Laura Quentin, Assistante Maternelle

« Avec les enfants, on réinvente la vie chaque jour »

Souriante, pleine d’énergie, Laura Quentin fait partie de ces jeunes femmes qui ont choisi de donner du sens à leur quotidien en devenant assistante maternelle. Installée à Juignettes, elle accueille à 36 ans trois enfants à son domicile, avec passion et bienveillance. Rencontre.

Tu as exercé dans un tout autre domaine avant de devenir assistante maternelle. Qu’est-ce qui t’a fait changer de voie ?

Oui, après le Covid, je suis revenue m’installer dans la région, ici à Juignettes, après quelques années à Paris où j’ai eu mon premier enfant. J’ai travaillé plusieurs années dans un groupe à Saint-Ouen-sur-Iton (Pays de l’Aigle), où je réglais les machines. J’ai toujours aimé m’occuper des enfants, j’en ai souvent eu à la maison et les journées passaient à une vitesse folle ! J’ai compris que je voulais que cela ne reste plus seulement un passe-temps.

Comment s’est passée ta reconversion ?

J’ai eu mon deuxième enfant en 2022 et, en parallèle, j’ai passé à distance un CAP Accompagnant Éducatif Petite Enfance (AEPE). À chaque fin de stage, je pleurais de quitter les enfants… C’est là que j’ai su que j’étais à ma place. Travailler entre adultes ne me correspondait plus. J’étais stressée, triste. Avec les enfants, c’est tout le contraire : on réinvente la vie. Il n’y a pas plus naturel qu’un enfant. Avec chaque nouvel accueilli, une véritable relation à trois s’installe : l’enfant, le parent et moi. L’un ne va pas sans l’autre et on ne peut pas imposer son propre schéma. C’est un vrai travail d’équipe.

Tes journées sont longues, avec des horaires très flexibles. Comment gères-tu ce rythme ?

Je commence à 7h15 et je termine vers 20h15. Le samedi, j’accueille souvent jusqu’à 19h30. Certains parents ont des horaires atypiques — infirmière, commerçants… — alors je m’adapte.

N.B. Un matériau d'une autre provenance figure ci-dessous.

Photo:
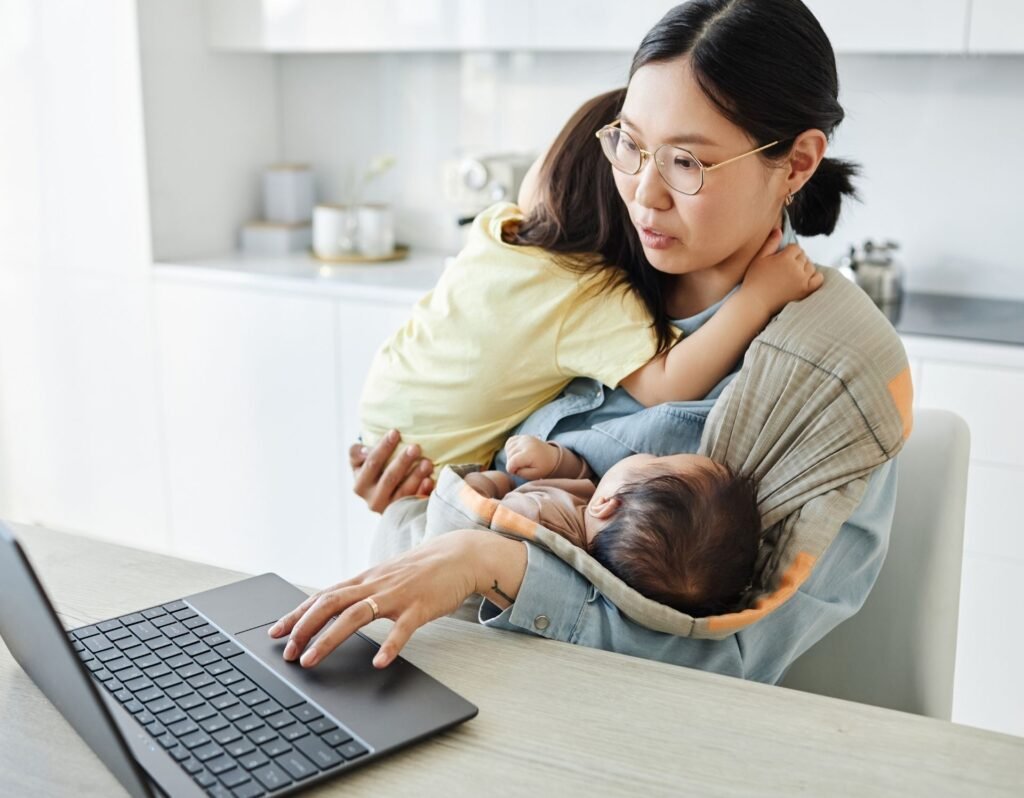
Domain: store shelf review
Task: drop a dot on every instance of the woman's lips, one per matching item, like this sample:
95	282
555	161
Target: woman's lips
652	239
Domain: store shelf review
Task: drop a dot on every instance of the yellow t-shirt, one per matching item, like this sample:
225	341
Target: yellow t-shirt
501	334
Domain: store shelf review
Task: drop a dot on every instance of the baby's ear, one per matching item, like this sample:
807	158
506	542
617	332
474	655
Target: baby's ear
603	507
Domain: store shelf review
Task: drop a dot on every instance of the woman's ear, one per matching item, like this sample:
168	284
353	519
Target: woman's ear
808	150
603	507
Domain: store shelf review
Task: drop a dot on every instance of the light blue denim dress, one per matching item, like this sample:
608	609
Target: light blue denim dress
557	602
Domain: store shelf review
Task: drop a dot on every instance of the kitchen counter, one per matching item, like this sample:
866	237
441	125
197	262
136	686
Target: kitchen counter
398	281
973	319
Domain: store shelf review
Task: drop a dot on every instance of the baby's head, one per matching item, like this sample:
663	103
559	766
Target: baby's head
682	530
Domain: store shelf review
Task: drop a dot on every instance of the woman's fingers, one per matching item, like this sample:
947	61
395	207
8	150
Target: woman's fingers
354	617
395	640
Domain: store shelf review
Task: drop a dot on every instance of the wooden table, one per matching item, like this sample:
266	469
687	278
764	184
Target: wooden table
555	719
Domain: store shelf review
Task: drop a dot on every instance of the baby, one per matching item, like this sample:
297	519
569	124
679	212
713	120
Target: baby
682	530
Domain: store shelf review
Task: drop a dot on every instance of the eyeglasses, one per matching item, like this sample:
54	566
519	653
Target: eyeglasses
679	168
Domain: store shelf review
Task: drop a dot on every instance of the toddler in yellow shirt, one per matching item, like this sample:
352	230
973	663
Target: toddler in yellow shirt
509	324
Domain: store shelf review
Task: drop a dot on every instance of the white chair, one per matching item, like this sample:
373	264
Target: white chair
899	651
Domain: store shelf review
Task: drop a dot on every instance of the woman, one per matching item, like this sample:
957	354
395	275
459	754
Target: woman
720	79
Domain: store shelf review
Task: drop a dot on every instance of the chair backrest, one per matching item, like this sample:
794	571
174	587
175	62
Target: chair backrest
899	651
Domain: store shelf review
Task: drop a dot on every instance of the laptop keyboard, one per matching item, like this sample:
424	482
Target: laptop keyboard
231	724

Je ne le vis pas comme une contrainte, au contraire. C’est un métier de choix qui me permet de concilier les deux : ma vie de famille et ma vie professionnelle.

Tu participes régulièrement aux activités du Relais Petite Enfance (RPE). Qu’est-ce que cela t’apporte ?

Le métier d’assistante maternelle évolue sans cesse, avec un nouveau référentiel, des formations régulières… Le RPE, c’est un vrai lieu ressource. Avec Émilie, la responsable, et les autres assistantes maternelles, on échange nos expériences, on partage des conseils, on ne se sent pas seule. Et pour les enfants, ils découvrent d’autres enfants, apprennent à partager, à évoluer en groupe.

Accueillir des enfants chez soi, ça demande une vraie organisation ?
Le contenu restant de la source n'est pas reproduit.